- It’s possible you survived the whole weekend without hearing about the unmasking of Elena Ferrante, whose “true identity” (like those exist!) was revealed yesterday by some Italian guy behaving Italianly in the New York Review of Books. If you missed this story, reader—lucky you! I won’t harsh your buzz. You can keep on not knowing Ferrante’s “identity,” as she would’ve wanted it, and I can keep on thinking about which soup I’ll get for lunch today, as I can only assume she would want, too. Deal? Instead, read her Art of Fiction review from our Spring 2015 issue, where she discusses at some length the reasons behind her pseudonym. Or read Dayna Tortorici: “Even the stones know that Ferrante is Ferrante, and that’s the way her readers want it. More than Ferrante herself, her readers have benefited from her choice, spared so much extradiegetic noise. We are as invested in her anonymity—and her autonomy—as she is. It is a compact: she won’t tell us, we won’t ask, and she won’t change her mind and tell us anyway. In exchange, she’ll write books and we’ll read them. The feminist defense of Ferrante’s privacy was especially swift. It’s difficult to read a man’s attempt to ‘out’ a writer who has said she would stop writing if she were ever identified as anything but an attempt to make her stop writing.”

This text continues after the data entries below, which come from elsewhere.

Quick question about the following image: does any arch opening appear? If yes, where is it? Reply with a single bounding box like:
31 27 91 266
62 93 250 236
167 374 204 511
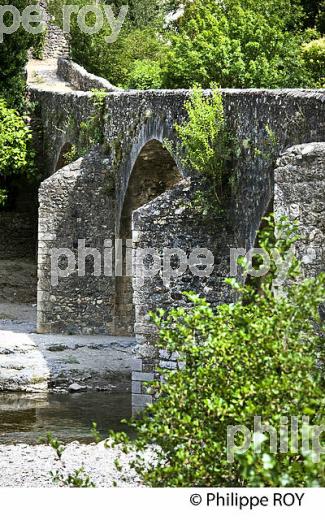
115 139 182 336
55 143 73 172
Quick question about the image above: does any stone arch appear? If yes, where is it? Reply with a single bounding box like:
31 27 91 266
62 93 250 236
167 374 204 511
55 141 73 172
115 139 182 335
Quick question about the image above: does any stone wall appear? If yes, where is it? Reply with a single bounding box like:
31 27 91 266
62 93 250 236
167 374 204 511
37 154 115 335
274 143 325 277
0 211 37 260
31 90 325 408
39 0 70 60
57 58 120 92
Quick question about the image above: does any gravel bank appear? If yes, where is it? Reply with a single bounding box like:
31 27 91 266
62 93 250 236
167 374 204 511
0 442 141 487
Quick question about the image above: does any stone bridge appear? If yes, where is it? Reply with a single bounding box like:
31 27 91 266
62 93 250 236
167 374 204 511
24 60 325 407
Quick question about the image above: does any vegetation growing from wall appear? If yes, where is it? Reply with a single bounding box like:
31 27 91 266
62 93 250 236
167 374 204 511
0 0 35 208
0 0 35 110
109 215 325 487
0 98 34 207
52 0 325 89
164 85 234 218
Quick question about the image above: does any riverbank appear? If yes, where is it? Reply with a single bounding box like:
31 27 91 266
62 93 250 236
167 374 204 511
0 442 142 488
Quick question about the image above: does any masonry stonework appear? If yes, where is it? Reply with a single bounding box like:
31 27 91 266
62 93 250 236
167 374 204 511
31 84 325 410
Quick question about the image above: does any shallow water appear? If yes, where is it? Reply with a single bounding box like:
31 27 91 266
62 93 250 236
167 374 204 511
0 392 131 444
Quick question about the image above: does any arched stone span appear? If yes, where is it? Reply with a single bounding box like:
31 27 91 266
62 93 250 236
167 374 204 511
55 142 73 171
115 139 182 336
116 118 187 236
32 90 325 334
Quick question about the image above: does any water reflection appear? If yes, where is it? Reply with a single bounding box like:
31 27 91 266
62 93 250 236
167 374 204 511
0 392 131 444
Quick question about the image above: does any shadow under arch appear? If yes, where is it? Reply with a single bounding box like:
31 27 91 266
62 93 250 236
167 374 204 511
55 142 73 172
115 139 183 336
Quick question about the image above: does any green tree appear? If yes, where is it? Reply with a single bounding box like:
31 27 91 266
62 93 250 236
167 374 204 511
110 219 325 487
0 98 33 207
164 0 318 88
0 0 35 109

- Now, let’s divert our attention to a much less controversial story from the NYRB: Nathaniel Rich on George Plimpton. “The quintessential Plimptonian anecdote comes near the end of Paper Lion when, a year after leaving the team, he wistfully follows his old squad from afar. We find him in Bellagio, on Lake Como, chasing down a box score in a Paris Herald he has found at a waterside café. ‘When I read that the Lions had lost a game,’ he writes, ‘I rose in anguish out of my chair, absolutely stiff with grief, my knee catching the edge of the table as I came up, and toppling it over in a fine cascade of Perrier bottles’ … Philip Roth, in the extended appreciation of Plimpton that appears in Exit Ghost, identified the issue of social class as ‘the deepest inspiration for his writing so singularly about sports’ … But the technique only works because Plimpton hides this knowing quality from his readers. There is never a wink or nod in the direction of the premise’s artifice. A consummate straight man, he emphasizes how seriously he is taking matters.”

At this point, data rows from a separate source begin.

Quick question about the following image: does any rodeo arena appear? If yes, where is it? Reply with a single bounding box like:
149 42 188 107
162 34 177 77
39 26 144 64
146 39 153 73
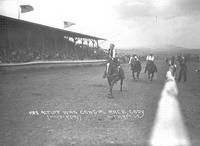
0 10 200 146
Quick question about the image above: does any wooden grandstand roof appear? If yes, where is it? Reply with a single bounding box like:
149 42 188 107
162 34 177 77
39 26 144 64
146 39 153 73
0 15 106 40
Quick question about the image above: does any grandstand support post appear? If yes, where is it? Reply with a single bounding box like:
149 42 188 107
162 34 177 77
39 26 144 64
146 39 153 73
87 40 90 47
96 40 99 48
92 40 95 49
81 38 84 49
73 37 79 59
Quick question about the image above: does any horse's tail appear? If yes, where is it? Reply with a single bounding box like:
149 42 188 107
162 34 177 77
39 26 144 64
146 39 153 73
119 66 125 79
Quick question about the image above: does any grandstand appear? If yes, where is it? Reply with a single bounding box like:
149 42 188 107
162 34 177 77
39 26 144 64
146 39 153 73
0 16 106 63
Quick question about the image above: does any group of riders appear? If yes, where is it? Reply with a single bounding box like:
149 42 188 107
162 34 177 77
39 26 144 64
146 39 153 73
103 44 187 82
103 44 157 80
103 44 187 97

- Michael Hofmann has some advice for translators: just don’t think about it. If you’re one of those “thinking” types, put a sock in it, he writes: “Translation offers great potential for over-thinking. Most of this is not done by translators—we don’t have the time, or the aptitude, most of us. I had what felt to me like exquisitely interesting thoughts about English and German and the author while I was translating Kafka, but I couldn’t capture any of them—I would have ground to a halt. I was briefly in a fascinating position, but, thankfully, it passed. I like thinking; but as a translator, it’s not what I’m paid for. What I do is to strike the two stones of English and German against each other, for as brief a time as possible. Most of my time is spent, and almost all my enjoyment comes from, blowing on the tiny flames.”

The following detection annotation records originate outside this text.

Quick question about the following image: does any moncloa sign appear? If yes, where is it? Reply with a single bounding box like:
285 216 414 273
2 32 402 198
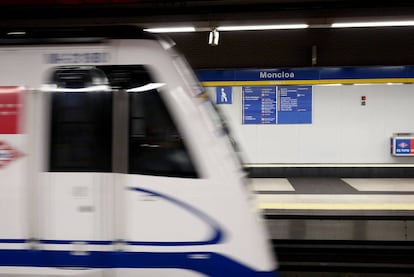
259 71 295 79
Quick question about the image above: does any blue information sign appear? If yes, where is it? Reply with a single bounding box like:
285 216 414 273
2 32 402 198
216 87 233 104
394 138 414 156
278 86 312 124
243 87 277 124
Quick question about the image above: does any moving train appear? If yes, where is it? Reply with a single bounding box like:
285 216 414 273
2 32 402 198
0 26 277 277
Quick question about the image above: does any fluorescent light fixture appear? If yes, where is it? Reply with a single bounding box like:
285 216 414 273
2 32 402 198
331 20 414 28
217 24 309 31
7 31 26 36
127 83 165 92
40 84 111 92
144 27 196 33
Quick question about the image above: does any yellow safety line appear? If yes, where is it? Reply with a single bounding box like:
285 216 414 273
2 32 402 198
259 203 414 211
201 78 414 87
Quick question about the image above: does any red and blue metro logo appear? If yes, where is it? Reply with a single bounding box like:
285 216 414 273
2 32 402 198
0 141 23 169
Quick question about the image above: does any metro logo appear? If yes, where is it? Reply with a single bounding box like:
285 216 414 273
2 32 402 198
0 87 22 134
0 141 23 169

- If the aftermath of Lionel Shriver’s controversial speech—i.e. the scandal we couldn’t forget about before this unforgettable Elena Ferrante scandal came along to help us forget it—Jess Row has a few ideas about what a white writer of fiction might reasonably do: “We still live in a culture in which white people are very seldom stopped from doing anything they want to do, and when they are stopped or challenged, get extraordinarily upset about it … My term for it is ‘white dreamtime.’ And waking up in the middle of a dream, as we all know, is an unpleasant experience … The white writer, in this Shriver/Franzen formulation, is entitled to a zone of absolute privacy and limitless artistic autonomy; if a critic makes an observation about their work on the order of, ‘this person is depicted stereotypically,’ or ‘this wide-ranging, ambitious urban American social novel lacks a single nonwhite character,’ that critic is attacking their private imaginative process, their dream-life, rather than simply reading the work itself.”
- When Rene Magritte wasn’t stoking the flames of his surreal obsession with men in bowler hats, he was writing art criticism: and now some of it is finally available in English. E.g.: “People do not want a diamond for its intrinsic properties—its authentic qualities alone—but because, as it costs a great deal, it gives the man who possesses it a kind of superiority over his fellow men, and is a concrete expression of social inequality. Besides, things have reached such an absurd point that if you buy a fake diamond unawares, you will be just as satisfied, because you have paid the price of the genuine article. It is no different with art.”